-Myrrh Essential Oil-
The tree trunks exude a natural oleo resin that hardens into what is classified as reddish brown 'tears'. Local collectors make incisions into the trees in order to increase the yield. It has been used for centuries as an ingredient in incense and perfume. During the early trading years demand outstripped supply, quickly making myrrh and frankincense the most sought after resins with a value equal to that of gems and precious metals.
Called mo yaoin China, it has been used since at least 600 BC.
Myrrh was used by the Ancient Egyptians, most notably in the sacred incense dedicated to Isis known as ‘Kyphi’, which was eventually used to treat all manner of ills as well as for religious ceremonies. Due to myrrh’s remarkable ability to preserve skin, it was employed by the Egyptians in their embalming processes. Myrrh was also used by Egyptian women as a cosmetic ingredient to reduce wrinkles and preserve a youthful complexion
Aromatic Notes: a middle note with a medium aroma, Myrrh Essential Oil has a warm, rich, spicy balsamic odor.

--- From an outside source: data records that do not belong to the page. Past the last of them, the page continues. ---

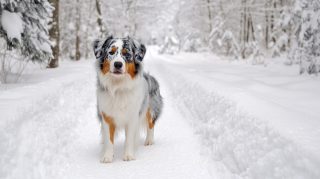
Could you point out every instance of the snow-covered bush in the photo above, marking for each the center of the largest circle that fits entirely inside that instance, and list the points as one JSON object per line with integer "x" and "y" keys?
{"x": 171, "y": 43}
{"x": 23, "y": 24}
{"x": 216, "y": 34}
{"x": 229, "y": 44}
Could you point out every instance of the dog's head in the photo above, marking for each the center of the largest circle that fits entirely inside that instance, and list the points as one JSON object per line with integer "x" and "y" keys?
{"x": 119, "y": 57}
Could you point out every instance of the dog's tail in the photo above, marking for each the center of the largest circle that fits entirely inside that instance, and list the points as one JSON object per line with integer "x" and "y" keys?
{"x": 156, "y": 100}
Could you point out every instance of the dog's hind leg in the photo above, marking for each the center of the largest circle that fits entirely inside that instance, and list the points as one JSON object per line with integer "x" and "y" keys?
{"x": 150, "y": 129}
{"x": 131, "y": 141}
{"x": 108, "y": 130}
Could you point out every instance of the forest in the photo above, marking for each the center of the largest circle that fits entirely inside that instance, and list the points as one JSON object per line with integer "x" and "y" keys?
{"x": 239, "y": 81}
{"x": 237, "y": 29}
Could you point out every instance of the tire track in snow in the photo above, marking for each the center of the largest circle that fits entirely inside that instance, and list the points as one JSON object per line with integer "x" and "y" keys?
{"x": 58, "y": 137}
{"x": 240, "y": 146}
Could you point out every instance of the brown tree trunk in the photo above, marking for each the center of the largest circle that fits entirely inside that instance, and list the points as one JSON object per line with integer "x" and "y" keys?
{"x": 209, "y": 16}
{"x": 54, "y": 33}
{"x": 78, "y": 54}
{"x": 99, "y": 19}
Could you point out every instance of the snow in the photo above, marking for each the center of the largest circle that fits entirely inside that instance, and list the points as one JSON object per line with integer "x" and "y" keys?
{"x": 221, "y": 120}
{"x": 12, "y": 24}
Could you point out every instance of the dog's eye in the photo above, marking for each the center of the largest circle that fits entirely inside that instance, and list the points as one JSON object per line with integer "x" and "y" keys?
{"x": 113, "y": 51}
{"x": 126, "y": 54}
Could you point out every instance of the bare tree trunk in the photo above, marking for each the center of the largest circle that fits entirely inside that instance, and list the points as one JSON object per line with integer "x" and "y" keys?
{"x": 209, "y": 16}
{"x": 274, "y": 5}
{"x": 99, "y": 19}
{"x": 78, "y": 55}
{"x": 54, "y": 33}
{"x": 267, "y": 26}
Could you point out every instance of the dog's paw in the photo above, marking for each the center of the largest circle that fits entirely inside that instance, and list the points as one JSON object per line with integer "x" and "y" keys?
{"x": 128, "y": 157}
{"x": 148, "y": 142}
{"x": 106, "y": 158}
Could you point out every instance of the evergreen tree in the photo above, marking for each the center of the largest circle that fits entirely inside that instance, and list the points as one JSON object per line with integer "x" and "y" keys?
{"x": 307, "y": 48}
{"x": 24, "y": 26}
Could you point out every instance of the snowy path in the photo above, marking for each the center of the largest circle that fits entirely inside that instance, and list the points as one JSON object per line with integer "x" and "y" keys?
{"x": 201, "y": 134}
{"x": 58, "y": 137}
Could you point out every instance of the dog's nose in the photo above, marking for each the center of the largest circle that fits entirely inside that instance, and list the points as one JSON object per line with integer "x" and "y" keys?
{"x": 118, "y": 65}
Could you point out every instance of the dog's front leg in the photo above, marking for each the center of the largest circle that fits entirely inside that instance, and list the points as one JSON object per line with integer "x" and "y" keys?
{"x": 108, "y": 135}
{"x": 131, "y": 134}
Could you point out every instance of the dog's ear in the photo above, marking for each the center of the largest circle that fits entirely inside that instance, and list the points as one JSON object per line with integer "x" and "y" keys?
{"x": 139, "y": 50}
{"x": 100, "y": 50}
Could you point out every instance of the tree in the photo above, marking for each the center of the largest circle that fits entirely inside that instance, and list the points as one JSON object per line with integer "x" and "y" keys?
{"x": 24, "y": 26}
{"x": 102, "y": 29}
{"x": 307, "y": 16}
{"x": 78, "y": 17}
{"x": 55, "y": 35}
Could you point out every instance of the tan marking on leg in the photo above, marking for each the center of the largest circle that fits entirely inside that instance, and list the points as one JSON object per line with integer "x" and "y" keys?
{"x": 111, "y": 124}
{"x": 131, "y": 69}
{"x": 149, "y": 119}
{"x": 106, "y": 66}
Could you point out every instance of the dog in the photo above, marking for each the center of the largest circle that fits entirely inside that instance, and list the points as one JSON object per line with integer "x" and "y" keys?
{"x": 127, "y": 97}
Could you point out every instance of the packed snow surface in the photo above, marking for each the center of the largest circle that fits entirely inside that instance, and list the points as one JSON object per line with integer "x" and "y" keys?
{"x": 220, "y": 120}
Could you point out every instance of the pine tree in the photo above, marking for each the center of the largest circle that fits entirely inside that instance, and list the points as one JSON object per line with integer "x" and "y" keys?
{"x": 307, "y": 16}
{"x": 24, "y": 26}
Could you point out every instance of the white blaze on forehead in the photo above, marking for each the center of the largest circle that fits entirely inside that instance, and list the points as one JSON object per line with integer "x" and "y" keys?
{"x": 118, "y": 58}
{"x": 119, "y": 44}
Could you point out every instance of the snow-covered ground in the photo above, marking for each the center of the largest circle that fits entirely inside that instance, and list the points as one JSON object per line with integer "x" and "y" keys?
{"x": 220, "y": 120}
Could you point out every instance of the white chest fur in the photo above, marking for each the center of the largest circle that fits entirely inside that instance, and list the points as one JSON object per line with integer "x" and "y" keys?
{"x": 123, "y": 101}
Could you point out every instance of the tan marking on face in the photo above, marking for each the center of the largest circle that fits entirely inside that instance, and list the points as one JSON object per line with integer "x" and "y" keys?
{"x": 106, "y": 66}
{"x": 113, "y": 49}
{"x": 124, "y": 51}
{"x": 149, "y": 119}
{"x": 131, "y": 69}
{"x": 112, "y": 126}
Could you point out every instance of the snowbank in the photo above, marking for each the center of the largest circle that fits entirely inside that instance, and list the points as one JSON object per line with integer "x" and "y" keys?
{"x": 242, "y": 146}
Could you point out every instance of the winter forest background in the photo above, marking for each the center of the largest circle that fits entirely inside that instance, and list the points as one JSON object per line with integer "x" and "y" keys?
{"x": 237, "y": 29}
{"x": 239, "y": 80}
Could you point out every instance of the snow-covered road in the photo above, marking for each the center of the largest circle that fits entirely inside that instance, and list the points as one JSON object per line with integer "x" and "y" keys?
{"x": 201, "y": 134}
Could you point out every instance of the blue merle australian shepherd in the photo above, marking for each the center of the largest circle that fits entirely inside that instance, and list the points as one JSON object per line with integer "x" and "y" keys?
{"x": 127, "y": 98}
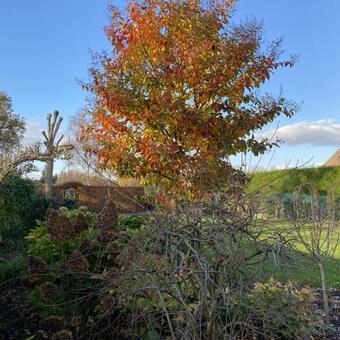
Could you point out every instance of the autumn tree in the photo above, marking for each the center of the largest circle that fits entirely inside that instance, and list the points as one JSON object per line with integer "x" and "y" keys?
{"x": 178, "y": 94}
{"x": 12, "y": 126}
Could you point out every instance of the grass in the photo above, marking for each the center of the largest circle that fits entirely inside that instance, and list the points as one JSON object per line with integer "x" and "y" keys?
{"x": 300, "y": 267}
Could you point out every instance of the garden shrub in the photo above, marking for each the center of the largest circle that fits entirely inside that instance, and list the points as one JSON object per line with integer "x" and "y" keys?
{"x": 20, "y": 205}
{"x": 182, "y": 274}
{"x": 280, "y": 310}
{"x": 12, "y": 268}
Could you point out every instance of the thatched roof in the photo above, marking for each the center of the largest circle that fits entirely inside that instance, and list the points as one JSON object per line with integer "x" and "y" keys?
{"x": 334, "y": 160}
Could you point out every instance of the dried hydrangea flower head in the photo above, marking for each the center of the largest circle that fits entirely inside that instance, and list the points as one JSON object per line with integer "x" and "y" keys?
{"x": 63, "y": 210}
{"x": 62, "y": 230}
{"x": 108, "y": 217}
{"x": 78, "y": 266}
{"x": 64, "y": 334}
{"x": 37, "y": 265}
{"x": 80, "y": 223}
{"x": 106, "y": 305}
{"x": 30, "y": 282}
{"x": 51, "y": 218}
{"x": 86, "y": 247}
{"x": 48, "y": 291}
{"x": 53, "y": 323}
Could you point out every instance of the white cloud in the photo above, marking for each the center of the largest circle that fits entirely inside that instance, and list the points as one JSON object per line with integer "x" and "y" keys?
{"x": 318, "y": 133}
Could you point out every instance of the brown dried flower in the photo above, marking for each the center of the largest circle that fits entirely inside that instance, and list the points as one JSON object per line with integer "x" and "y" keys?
{"x": 80, "y": 224}
{"x": 30, "y": 282}
{"x": 48, "y": 291}
{"x": 86, "y": 247}
{"x": 76, "y": 322}
{"x": 37, "y": 265}
{"x": 62, "y": 335}
{"x": 62, "y": 229}
{"x": 78, "y": 265}
{"x": 53, "y": 323}
{"x": 112, "y": 249}
{"x": 106, "y": 304}
{"x": 108, "y": 217}
{"x": 106, "y": 236}
{"x": 51, "y": 218}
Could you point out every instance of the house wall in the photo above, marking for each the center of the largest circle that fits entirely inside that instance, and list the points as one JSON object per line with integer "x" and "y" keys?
{"x": 127, "y": 199}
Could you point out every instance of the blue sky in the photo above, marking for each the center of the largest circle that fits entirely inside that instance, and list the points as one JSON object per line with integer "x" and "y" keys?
{"x": 45, "y": 48}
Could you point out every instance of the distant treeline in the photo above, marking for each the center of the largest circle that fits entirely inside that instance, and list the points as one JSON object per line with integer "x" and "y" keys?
{"x": 286, "y": 181}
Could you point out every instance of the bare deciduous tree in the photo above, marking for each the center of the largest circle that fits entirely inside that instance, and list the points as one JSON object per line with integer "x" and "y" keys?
{"x": 317, "y": 228}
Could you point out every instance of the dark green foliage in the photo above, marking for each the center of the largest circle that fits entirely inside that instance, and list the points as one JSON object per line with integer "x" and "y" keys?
{"x": 12, "y": 126}
{"x": 286, "y": 181}
{"x": 12, "y": 268}
{"x": 20, "y": 205}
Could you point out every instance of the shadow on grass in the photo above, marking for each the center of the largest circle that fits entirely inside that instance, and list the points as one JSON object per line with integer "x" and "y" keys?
{"x": 301, "y": 269}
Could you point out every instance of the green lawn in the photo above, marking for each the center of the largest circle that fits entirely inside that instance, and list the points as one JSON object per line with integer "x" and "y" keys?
{"x": 299, "y": 267}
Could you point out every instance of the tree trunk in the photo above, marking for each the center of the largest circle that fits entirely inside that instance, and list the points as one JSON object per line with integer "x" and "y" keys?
{"x": 49, "y": 178}
{"x": 324, "y": 292}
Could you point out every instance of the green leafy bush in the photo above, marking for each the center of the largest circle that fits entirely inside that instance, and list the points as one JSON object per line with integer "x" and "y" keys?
{"x": 20, "y": 205}
{"x": 280, "y": 310}
{"x": 12, "y": 268}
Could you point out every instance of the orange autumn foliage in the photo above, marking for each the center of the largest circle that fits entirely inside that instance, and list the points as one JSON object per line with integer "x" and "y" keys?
{"x": 178, "y": 93}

Essential Oil Effects: The aroma of Myrrh often triggers an ancient connection and can be helpful for meditation, connecting to Divine energy, stabilizing and grounding.
Topically, it has antiseptic, antibacterial, antiviral, anti-fungal and anti-inflammatory compounds. It also has renewing and preserving effects on the skin that can help combat aging, wrinkles and blemishes.
-Sweet Orange Essential Oil=
Oranges are among the oldest cultivated fruit and were mentioned in ancient Chinese literature as long ago as 2400 BC. By around 800 AD Arab traders had introduced oranges into eastern Africa and the Middle East where they were distributed via established trade routes.
During the 15th century, it was introduced into the forest regions of West Africa and Europe by Portuguese travelers who brought them back from China.
Christopher Columbus set sail on his second expedition to discover the New World carrying sweet orange seeds along with him, The Spanish explorer Juan Ponce de Leon is credited with introducing the fruit to Florida in 1513.
Aromatic Notes: a middle note with a medium aroma, is has a sweet, citrus smell like the orange peels from which it is derived, but more intense and concentrated.
Essential Oil Effects: uplifting, refreshing, cleansing and soothing.
Topically, it stimulates and tones the skin with slight antiseptic properties.